Dennis Tiefenthaler, Co-Founder, Seam Readers


Ladies and gentleman, welcome to Seam Reader’s seventh blog of all time. We continue to be amazed by everyone who is checking in with us on a weekly basis.  Last evening, we were contacted by folks from the United Kingdom and Sweden letting us know our information and content is helping them. Pretty humbling indeed… God is great!

For the last month, we have been teaching you the Seam Reader’s Process. Let us do a quick recap, so others can be brought up to speed.  If you are a Seam Reader, the first step is always think fast-ball and adjust to everything else. Step number two, you learned about soft-focus and hard-focus and finding the release point in the on-deck circle.  Step number three is load to read which is a fluid, quiet, backward movement of the hands as the front foot moves toward the pitcher. I can hear some of you saying, “Why are we going over the same things, week after week?”  Here’s why: Repetition is the Mother of Skill, and we are trying to be as consistent, strong, and balanced as we can possibly be before the pitcher releases the ball.  We are also trying to give ourselves the best chance to succeed at what has been called the hardest thing to do in sports: Hit a round ball with a round bat.

Everything that you have been taught to this point is everything that you need to know before the pitch is released, or thrown.  From now on,  you are going to be taught what you need to know after the pitch is released. That starts with the last step in the Seam Reader’s Process. That is the need to know the ROTATION of the PITCH BEFORE the LOCATION of that SAME PITCH. This step is crucial in deciding whether we are going to swing, or not. Seam Reading Rotation comes before reading Location, although we need to know them both almost simultaneously. We must know what the pitch is so we know what movements it is going to make.
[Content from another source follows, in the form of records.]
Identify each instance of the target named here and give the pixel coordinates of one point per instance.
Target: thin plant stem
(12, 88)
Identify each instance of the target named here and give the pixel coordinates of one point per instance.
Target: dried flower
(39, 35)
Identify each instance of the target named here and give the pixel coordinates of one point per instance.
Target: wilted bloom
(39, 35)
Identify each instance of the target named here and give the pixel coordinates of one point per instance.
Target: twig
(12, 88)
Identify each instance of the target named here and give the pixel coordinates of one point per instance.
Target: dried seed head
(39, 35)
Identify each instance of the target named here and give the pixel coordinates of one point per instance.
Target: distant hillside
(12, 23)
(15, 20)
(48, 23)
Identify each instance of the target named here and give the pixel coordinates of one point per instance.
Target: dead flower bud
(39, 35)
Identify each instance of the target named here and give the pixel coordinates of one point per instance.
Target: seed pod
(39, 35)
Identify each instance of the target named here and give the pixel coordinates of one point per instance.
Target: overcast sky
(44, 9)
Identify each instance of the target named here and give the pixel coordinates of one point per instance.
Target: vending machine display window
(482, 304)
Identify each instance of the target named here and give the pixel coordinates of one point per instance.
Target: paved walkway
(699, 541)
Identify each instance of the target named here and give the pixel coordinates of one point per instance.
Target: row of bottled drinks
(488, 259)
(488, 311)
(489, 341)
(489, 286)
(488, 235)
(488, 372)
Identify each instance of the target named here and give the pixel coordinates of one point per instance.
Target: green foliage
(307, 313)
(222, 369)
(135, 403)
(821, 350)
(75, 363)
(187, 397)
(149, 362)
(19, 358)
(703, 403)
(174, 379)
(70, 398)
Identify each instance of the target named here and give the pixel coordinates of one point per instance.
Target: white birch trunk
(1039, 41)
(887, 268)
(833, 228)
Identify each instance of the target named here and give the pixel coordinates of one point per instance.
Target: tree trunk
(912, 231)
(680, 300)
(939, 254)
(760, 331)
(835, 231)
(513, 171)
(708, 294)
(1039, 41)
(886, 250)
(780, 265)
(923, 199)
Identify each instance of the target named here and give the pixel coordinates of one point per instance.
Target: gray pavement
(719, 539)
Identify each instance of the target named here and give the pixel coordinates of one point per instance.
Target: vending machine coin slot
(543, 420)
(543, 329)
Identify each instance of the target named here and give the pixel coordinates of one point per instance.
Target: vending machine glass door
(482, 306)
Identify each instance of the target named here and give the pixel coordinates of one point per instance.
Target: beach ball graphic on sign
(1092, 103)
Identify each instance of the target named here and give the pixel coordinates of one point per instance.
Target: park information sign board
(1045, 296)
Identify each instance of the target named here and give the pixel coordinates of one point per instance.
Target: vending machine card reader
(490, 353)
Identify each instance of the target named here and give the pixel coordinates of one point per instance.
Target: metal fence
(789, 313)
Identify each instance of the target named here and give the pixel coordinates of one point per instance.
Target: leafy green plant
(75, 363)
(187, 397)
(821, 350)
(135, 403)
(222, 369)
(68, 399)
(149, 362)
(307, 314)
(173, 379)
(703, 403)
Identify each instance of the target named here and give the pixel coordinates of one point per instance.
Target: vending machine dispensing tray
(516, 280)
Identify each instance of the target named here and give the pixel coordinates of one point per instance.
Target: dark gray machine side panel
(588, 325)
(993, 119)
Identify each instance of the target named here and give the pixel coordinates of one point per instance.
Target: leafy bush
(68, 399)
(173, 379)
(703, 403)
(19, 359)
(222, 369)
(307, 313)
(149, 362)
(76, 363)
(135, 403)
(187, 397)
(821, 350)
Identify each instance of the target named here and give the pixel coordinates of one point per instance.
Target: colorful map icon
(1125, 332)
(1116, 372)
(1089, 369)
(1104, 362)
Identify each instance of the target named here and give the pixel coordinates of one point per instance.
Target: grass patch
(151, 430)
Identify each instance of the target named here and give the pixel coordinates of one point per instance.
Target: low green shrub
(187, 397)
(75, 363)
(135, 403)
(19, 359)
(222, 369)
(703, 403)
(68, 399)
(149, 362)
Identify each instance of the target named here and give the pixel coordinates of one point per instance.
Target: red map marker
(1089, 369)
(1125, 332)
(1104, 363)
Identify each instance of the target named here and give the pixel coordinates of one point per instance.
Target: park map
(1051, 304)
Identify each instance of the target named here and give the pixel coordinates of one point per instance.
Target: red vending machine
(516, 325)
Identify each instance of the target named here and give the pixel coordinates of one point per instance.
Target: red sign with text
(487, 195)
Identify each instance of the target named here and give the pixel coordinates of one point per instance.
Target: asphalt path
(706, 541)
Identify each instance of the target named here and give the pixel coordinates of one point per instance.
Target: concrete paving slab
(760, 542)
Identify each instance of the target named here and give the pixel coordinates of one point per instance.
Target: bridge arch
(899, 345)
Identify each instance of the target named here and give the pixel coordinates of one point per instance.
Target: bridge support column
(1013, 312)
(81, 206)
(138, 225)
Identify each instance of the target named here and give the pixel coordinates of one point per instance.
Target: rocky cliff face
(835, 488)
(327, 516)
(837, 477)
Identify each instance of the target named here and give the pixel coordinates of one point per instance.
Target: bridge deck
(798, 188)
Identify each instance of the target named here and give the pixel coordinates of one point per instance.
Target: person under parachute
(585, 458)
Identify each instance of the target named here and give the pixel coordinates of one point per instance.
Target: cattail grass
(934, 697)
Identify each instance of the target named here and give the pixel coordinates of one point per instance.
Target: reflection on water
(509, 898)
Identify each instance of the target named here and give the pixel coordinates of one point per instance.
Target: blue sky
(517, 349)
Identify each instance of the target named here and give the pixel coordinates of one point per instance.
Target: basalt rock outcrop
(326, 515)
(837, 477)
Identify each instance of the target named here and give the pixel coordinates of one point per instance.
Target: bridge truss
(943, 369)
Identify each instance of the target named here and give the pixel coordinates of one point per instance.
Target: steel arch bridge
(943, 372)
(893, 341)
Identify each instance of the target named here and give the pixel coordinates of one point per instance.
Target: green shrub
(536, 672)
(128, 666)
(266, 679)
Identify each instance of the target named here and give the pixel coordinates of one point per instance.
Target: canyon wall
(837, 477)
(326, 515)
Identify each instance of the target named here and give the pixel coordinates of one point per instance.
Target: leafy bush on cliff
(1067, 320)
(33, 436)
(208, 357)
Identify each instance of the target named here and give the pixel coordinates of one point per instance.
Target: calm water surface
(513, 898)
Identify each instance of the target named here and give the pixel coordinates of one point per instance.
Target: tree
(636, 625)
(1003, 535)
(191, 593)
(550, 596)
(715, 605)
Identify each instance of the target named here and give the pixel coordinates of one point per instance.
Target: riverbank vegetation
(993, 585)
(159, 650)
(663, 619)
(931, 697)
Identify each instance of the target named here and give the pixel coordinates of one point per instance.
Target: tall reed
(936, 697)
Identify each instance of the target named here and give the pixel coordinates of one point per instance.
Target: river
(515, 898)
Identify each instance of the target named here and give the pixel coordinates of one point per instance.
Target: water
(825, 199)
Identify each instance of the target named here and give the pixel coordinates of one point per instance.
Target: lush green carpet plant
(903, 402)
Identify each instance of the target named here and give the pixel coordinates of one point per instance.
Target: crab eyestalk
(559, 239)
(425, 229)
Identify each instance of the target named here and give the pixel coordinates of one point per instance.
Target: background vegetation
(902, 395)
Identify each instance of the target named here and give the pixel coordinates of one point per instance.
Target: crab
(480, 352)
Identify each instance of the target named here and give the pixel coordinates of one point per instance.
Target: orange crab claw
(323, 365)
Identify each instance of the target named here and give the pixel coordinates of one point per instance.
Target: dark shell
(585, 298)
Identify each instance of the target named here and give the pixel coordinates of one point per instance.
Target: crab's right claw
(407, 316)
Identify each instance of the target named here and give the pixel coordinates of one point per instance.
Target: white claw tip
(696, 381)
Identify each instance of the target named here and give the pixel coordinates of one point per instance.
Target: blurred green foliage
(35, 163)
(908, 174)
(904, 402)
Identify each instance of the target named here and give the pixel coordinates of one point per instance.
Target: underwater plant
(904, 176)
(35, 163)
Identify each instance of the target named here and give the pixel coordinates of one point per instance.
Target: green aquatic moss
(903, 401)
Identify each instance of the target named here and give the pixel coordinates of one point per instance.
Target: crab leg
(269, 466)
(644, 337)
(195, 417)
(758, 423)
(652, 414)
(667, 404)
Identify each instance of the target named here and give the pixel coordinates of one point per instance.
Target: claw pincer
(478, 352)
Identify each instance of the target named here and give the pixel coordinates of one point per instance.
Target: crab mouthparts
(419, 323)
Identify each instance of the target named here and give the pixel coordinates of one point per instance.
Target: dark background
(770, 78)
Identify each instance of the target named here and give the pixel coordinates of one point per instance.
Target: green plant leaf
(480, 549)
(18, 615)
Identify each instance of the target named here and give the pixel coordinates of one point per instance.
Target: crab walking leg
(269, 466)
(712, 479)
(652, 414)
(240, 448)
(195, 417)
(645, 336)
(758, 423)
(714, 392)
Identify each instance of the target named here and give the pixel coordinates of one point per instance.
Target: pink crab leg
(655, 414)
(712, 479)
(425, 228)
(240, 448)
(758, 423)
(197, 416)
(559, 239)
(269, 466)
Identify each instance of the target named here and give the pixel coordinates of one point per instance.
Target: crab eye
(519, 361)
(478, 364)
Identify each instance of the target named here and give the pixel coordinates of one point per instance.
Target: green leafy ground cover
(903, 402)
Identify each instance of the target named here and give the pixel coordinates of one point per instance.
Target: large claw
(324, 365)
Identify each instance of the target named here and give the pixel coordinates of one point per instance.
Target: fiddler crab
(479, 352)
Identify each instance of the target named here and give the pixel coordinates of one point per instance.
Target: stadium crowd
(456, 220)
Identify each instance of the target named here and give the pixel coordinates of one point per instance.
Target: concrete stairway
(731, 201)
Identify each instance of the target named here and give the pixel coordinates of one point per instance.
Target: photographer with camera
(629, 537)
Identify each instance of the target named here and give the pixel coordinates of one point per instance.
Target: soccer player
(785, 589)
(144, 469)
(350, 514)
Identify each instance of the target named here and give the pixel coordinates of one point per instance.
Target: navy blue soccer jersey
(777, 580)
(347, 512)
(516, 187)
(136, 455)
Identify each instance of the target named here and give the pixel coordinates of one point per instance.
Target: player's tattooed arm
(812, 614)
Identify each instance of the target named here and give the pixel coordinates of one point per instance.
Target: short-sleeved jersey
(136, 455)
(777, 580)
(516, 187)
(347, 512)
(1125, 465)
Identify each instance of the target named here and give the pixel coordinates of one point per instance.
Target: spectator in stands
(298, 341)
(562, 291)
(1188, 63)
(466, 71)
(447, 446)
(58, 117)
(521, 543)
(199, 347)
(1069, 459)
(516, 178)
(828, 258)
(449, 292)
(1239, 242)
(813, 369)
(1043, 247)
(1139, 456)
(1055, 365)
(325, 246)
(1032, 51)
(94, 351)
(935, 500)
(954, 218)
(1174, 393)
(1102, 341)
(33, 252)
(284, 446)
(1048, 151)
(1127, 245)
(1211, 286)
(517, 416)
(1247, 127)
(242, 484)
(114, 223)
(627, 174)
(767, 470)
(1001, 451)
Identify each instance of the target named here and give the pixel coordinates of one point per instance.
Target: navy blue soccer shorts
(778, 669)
Every pitch has a certain way it looks and a certain way it moves. Some pitches will always look the same and move the same from pitcher to pitcher, but most pitches have different variations for the way they look and move. The solution to this as a Seam Reader is to identify what pitches that pitcher throws by talking with teammates who have already faced that pitcher and by watching them in the on deck circle. Then when you are at bat you will see how their pitches look and understand how they move.

In conclusion, knowing the rotation of the ball before anything else is absolutely the first thing you do after the release of the pitch. Without Seam Reading there would be no purposeful TIMING.To be on “TIME is every hitters goal.Without Seam Reading we would all be guessing. So remember “Rotation before Location”. Have a great week. 

At Home Drill: This week’s drill involves two parts. The first part involves playing catch from the distance you or your players hit from. To start one person will be the hitter and the other the pitcher. The pitcher will throw 4 and 2 seams to their partner who will be standing sideways in their hitting stance. Once the pitch is released the hitter is to yell out what the pitch is as soon as they read it and then catch the ball. They can then be the pitcher and throw the ball back to the hitter, if needed.

The next drill, takes the catch idea to the cages. As a hitter in the cage it is your job to call out what every pitch is as you hit it. Coaches and parents pitching, make sure you are throwing 4 and 2 seamers to the hitters and that they are calling them out correctly.